The reaction reads like yet another symptom of biotech's protracted slump. Just as declining sentiment has made bad news go over that much worse on the market, investors' desire for any and all good news might explain Cytokinetics' volatile day on Wall Street. After all, regardless of who approached whom about what, the company's investment thesis — it needs its drug to work for shareholders to make money — hasn't changed at all.
Policy
Gene therapy doesn't have to be so expensive
The dawn of gene therapy has given rise to a vexing problem. Companies invent life-changing medicines and argue that they're worth upward of $1 million, pointing to their long-term value and the expense of developing them. Payers and governments, operating with finite budgets, point out that $1 million is quite a lot of dollars, and restrict patient access. And patients, the people whose lives stand to be changed, either struggle to get treated or lose out entirely.

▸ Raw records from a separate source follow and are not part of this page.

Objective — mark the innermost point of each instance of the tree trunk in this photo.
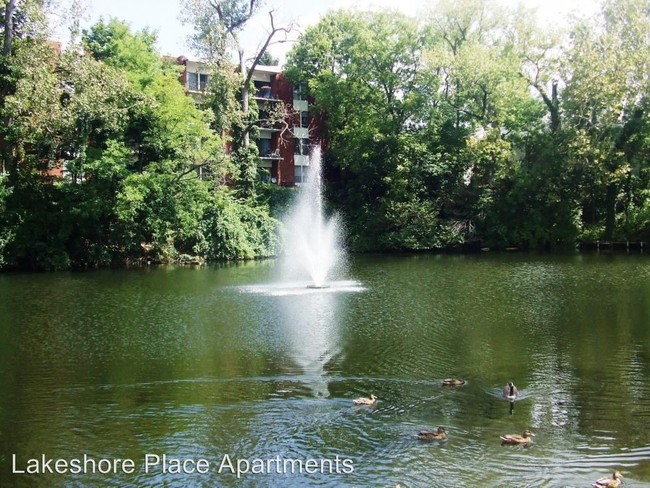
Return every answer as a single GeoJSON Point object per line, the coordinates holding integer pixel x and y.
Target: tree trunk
{"type": "Point", "coordinates": [244, 95]}
{"type": "Point", "coordinates": [610, 211]}
{"type": "Point", "coordinates": [7, 148]}
{"type": "Point", "coordinates": [9, 27]}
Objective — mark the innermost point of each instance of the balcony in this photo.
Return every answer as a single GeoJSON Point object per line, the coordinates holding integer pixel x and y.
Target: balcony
{"type": "Point", "coordinates": [264, 94]}
{"type": "Point", "coordinates": [271, 155]}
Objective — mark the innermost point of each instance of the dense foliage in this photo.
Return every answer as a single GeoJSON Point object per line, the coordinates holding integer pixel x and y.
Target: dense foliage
{"type": "Point", "coordinates": [469, 125]}
{"type": "Point", "coordinates": [103, 152]}
{"type": "Point", "coordinates": [474, 125]}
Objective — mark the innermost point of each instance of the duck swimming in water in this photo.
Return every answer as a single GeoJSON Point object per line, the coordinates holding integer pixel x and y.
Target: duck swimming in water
{"type": "Point", "coordinates": [433, 435]}
{"type": "Point", "coordinates": [366, 401]}
{"type": "Point", "coordinates": [613, 482]}
{"type": "Point", "coordinates": [515, 439]}
{"type": "Point", "coordinates": [510, 392]}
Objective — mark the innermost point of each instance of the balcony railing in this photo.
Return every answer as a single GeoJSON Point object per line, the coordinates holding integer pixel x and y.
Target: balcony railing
{"type": "Point", "coordinates": [271, 155]}
{"type": "Point", "coordinates": [265, 93]}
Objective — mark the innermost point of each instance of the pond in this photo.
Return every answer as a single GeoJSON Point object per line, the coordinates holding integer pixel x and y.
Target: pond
{"type": "Point", "coordinates": [213, 370]}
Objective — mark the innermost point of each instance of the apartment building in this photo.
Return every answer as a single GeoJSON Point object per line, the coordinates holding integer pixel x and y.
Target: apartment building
{"type": "Point", "coordinates": [283, 145]}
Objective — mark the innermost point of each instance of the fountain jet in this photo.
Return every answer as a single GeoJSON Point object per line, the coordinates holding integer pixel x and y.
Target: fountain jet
{"type": "Point", "coordinates": [312, 241]}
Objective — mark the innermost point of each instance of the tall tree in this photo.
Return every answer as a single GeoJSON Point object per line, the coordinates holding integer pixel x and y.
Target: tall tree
{"type": "Point", "coordinates": [607, 71]}
{"type": "Point", "coordinates": [218, 25]}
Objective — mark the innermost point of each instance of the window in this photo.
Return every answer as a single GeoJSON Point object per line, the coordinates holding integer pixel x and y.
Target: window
{"type": "Point", "coordinates": [192, 81]}
{"type": "Point", "coordinates": [197, 81]}
{"type": "Point", "coordinates": [203, 82]}
{"type": "Point", "coordinates": [300, 93]}
{"type": "Point", "coordinates": [300, 174]}
{"type": "Point", "coordinates": [264, 145]}
{"type": "Point", "coordinates": [301, 146]}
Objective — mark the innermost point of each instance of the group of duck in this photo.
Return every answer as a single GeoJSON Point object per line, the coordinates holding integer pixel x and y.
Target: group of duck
{"type": "Point", "coordinates": [510, 393]}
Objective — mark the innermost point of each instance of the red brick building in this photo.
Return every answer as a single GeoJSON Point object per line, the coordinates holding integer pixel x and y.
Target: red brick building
{"type": "Point", "coordinates": [283, 147]}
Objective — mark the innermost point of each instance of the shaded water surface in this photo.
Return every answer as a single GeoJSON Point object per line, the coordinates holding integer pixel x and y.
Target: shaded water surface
{"type": "Point", "coordinates": [200, 363]}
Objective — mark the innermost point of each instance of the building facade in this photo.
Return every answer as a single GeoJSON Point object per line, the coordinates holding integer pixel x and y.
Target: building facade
{"type": "Point", "coordinates": [283, 145]}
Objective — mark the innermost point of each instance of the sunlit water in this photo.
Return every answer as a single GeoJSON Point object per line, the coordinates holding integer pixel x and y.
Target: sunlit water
{"type": "Point", "coordinates": [199, 363]}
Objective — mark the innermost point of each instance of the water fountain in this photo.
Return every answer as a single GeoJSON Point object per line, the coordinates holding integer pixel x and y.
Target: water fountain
{"type": "Point", "coordinates": [314, 259]}
{"type": "Point", "coordinates": [311, 240]}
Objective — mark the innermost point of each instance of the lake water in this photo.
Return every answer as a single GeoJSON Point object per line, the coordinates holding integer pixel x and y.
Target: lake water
{"type": "Point", "coordinates": [214, 363]}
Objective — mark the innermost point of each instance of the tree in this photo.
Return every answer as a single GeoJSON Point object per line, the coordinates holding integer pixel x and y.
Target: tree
{"type": "Point", "coordinates": [606, 103]}
{"type": "Point", "coordinates": [218, 24]}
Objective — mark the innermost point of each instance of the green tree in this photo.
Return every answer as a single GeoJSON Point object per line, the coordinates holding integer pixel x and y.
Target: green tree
{"type": "Point", "coordinates": [605, 101]}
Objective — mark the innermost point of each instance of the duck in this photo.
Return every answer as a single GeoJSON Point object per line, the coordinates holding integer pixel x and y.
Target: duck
{"type": "Point", "coordinates": [510, 392]}
{"type": "Point", "coordinates": [613, 482]}
{"type": "Point", "coordinates": [366, 401]}
{"type": "Point", "coordinates": [433, 435]}
{"type": "Point", "coordinates": [515, 439]}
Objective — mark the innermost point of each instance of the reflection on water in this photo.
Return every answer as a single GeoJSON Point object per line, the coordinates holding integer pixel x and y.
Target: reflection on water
{"type": "Point", "coordinates": [198, 363]}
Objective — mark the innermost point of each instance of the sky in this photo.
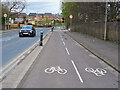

It doesn't have to be this way, writes Vivian Cheung, a physician-scientist at the University of Michigan who is also a patient with a rare disease. To date, the government has taken action to make medicines more affordable, but that can only address a symptom of the problem rather than its root cause. In addition, the U.S. should mount an aggressive federal effort to invest in a shared biomedical infrastructure that would make the process of developing gene therapies faster, more efficient, and cheaper, Cheung writes.
"Engineers may have invented the internal combustion engine, and Henry Ford may have debuted the production line," she writes. "But cars would have never become so commonplace had private auto companies been expected to build the national highway system."